In “Organized Capitalism,” he is thinking of a restructuring process over a fairly long period of time. When revising his views, however, Hilferding understands the switch to democracy in a purely theoretical sense. His idea of socialism—a consciously regulated society moving toward the new community—which is already discernible in “Finance Capital,” becomes clearer.

9 Conclusion

Astonishingly, there is an unbroken continuity in Hilferdings economic theory from “Finance Capital” in 1910 until 1933. The experiences of the revolutionary years did not make Hilferding change his fundamental theoretical positions. Only the question of how socialism can be achieved, whether revolutionary or democratic, has changed.

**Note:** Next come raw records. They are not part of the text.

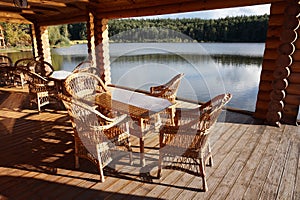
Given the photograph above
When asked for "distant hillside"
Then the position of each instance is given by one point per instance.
(229, 29)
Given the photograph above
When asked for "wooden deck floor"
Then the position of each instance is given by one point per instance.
(251, 161)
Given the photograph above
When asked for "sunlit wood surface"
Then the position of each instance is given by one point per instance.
(251, 161)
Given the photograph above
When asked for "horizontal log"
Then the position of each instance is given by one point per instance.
(280, 84)
(274, 32)
(276, 106)
(293, 88)
(292, 99)
(288, 36)
(271, 54)
(286, 48)
(292, 9)
(267, 75)
(277, 95)
(295, 67)
(290, 22)
(296, 55)
(283, 61)
(294, 78)
(276, 20)
(263, 96)
(265, 86)
(269, 64)
(260, 115)
(273, 118)
(281, 72)
(273, 42)
(262, 105)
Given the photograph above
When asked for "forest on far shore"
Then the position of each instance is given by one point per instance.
(228, 29)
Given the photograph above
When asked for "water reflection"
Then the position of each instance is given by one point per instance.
(205, 76)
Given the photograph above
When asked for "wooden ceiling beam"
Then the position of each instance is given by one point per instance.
(57, 20)
(189, 6)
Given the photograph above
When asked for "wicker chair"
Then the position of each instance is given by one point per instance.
(97, 137)
(40, 89)
(19, 67)
(86, 66)
(6, 64)
(167, 91)
(84, 85)
(188, 141)
(40, 67)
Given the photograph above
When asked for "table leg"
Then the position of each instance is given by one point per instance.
(142, 154)
(142, 143)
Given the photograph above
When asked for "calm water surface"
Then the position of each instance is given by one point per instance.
(209, 68)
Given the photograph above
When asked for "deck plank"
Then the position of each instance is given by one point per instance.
(255, 187)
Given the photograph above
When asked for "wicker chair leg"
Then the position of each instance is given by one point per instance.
(100, 166)
(159, 166)
(210, 160)
(203, 174)
(130, 158)
(76, 156)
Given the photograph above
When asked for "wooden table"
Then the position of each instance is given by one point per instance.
(59, 77)
(140, 107)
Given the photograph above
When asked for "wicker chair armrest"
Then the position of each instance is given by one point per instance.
(117, 121)
(158, 88)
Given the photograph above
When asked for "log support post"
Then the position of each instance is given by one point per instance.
(278, 60)
(98, 45)
(40, 41)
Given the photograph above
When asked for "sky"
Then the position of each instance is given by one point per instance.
(220, 13)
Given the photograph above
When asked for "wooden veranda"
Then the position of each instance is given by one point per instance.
(278, 98)
(251, 161)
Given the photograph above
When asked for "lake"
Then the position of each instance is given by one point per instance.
(209, 68)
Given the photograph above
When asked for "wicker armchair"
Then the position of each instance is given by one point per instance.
(97, 137)
(86, 66)
(40, 67)
(40, 89)
(167, 91)
(84, 85)
(19, 67)
(188, 141)
(6, 64)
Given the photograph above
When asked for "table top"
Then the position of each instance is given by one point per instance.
(60, 74)
(135, 104)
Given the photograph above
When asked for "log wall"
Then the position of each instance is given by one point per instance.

As Hilferding was in strong opposition to the Bolsheviks, he, instead of despairing on the failure of the revolution, interpreted the new political situation positively and adapted his theory with the new concept of “Organized Capitalism” into one that posits a democratic and gradual transformation instead of a revolution. He now regards the state as a political instrument with which to build socialism. There is no need to theorize if economic planning can be done, as management is a strictly scientific function and already done under the regime of finance capital. Along with this continuity, Hilferding was not able to include new approaches focusing on the demand side of the economy, which made him lose his influence in the SPD with the Great Depression.Footnote 17

Through Hilferding, Tönnies also had a strong influence on the party programs of the Social Democrats in the 1920s. With his ideas on community and society, as well as his elaboration on property rights and socialization—representing a widespread discussion during that time—he has significantly influenced Hilferding and his concepts.